This week President Obama acted with executive authority to direct Immigration officials to focus their limited resources on illegals who have committed criminal acts and those who have more recently illegally crossed our borders.

Our Republican friends have reacted by declaring verbal war on the president with terms like a constitutional crisis, an immigration offense and the act of an emperor.

But the plain truth is this is simply, “A walking shadow, a poor player, that struts and frets his hour upon the stage and then is heard no more” (Shakespeare) in defining the angst of Republicans.

First, the actions of the president will amount to almost nothing, for those he has directed immigration not to focus upon deportation are exactly the same people immigration has not focused upon deporting. Our Immigration service has been quite busy already, deporting 369,000 individuals in 2013.

That number represents a 10 percent decrease in deportations over the previous year, the first drop in deportations since 2008, Obama’s first year in office.

And the efforts of immigration have already been focused upon criminal illegals, with fully 60 percent of deportations falling into that category. According to U.S. Immigration officials in January of 2014 “federal resources were now no longer going to be devoted to deporting immigrants who were ‘low priority cases,” such as those who do not have criminal records and who pose no threat to national security.” (U.S. immigration website).

So it is hardly a stunning development that the president now announces that several million non-targeted illegals with family connections in the US will not be hunted down to be jailed and expelled for being.

But it is important to those families, many with 30 years of living in America, to know that they need not live any longer in fear of going to a doctor, or being stopped for speeding or being questioned for the color of their skin.

Broad majorities of Americans want these people to have a pathway to legality if not to citizenship, a conviction that was embraced within a bipartisan Senate bill last year that the House refused to even consider.

Now we have the new Congress, more Republican than before the election, arguing that the president should just give them a chance to craft immigration reform and wait for them to do so. That might seem reasonable were it not for the fact that the Republican House, who failed to act in 2014 on immigration, is still the same Republican House that now claims it just needs time to act.

There is little evidence that the House, with its Tea Party contingent standing in opposition to a path to legality for illegals, has any intention of ever acting beyond border tightening steps.

Yet Congress is free to act, free to create new Immigration law any time it should choose to do so. And, by doing so Congress would be doing its job. Perhaps instead of bemoaning the acts of the president Republicans in control of Congress should “just do it” and try effective governing for a change.

Should Congress early next year pass Immigration reform that reform would negate the presidential executive orders of this week, orders which effectively expire at the end of the Obama presidency if not supported by the next president.

What we have is a Congress that has flatly failed in its responsibility to pass immigration reform, attacking a president for taking actions to fill the void their inactions have created.

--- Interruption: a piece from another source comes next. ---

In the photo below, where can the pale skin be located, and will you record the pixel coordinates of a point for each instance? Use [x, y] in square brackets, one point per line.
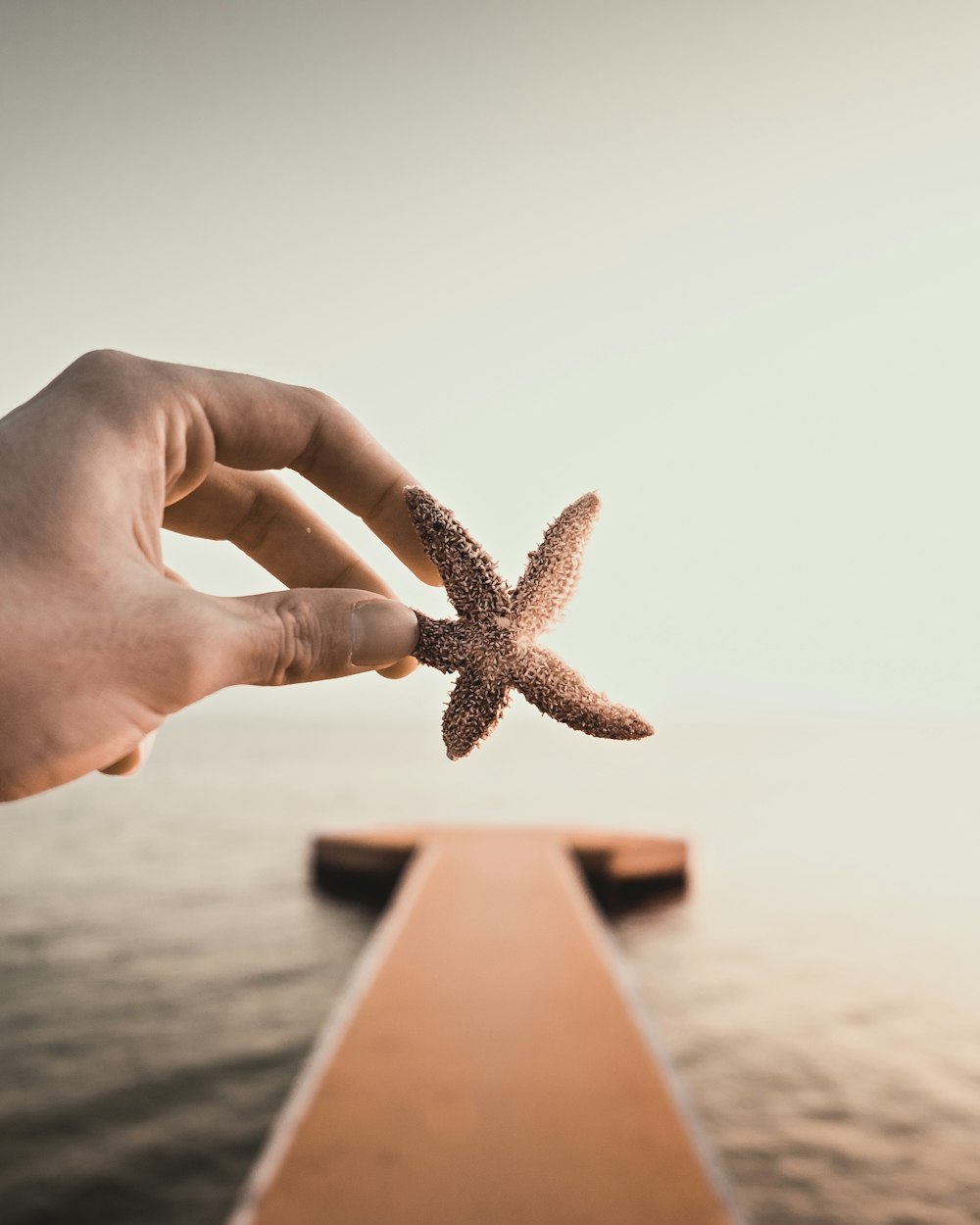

Will Republicans shut down the government over the very minimalist presidential executive enforcement direction? Will they refuse to finish the budget in their anger at the president? Will they halt executive and judicial appointments to protest the president’s decision to tell several million folks we do not plan on uprooting their lives?

Maybe. But that would not be much of a change in expectations of this Congress, one most likely “to be heard no more” in legislating.

 

Jim Crawford is a retired educator and political enthusiast living here in the Tri-State.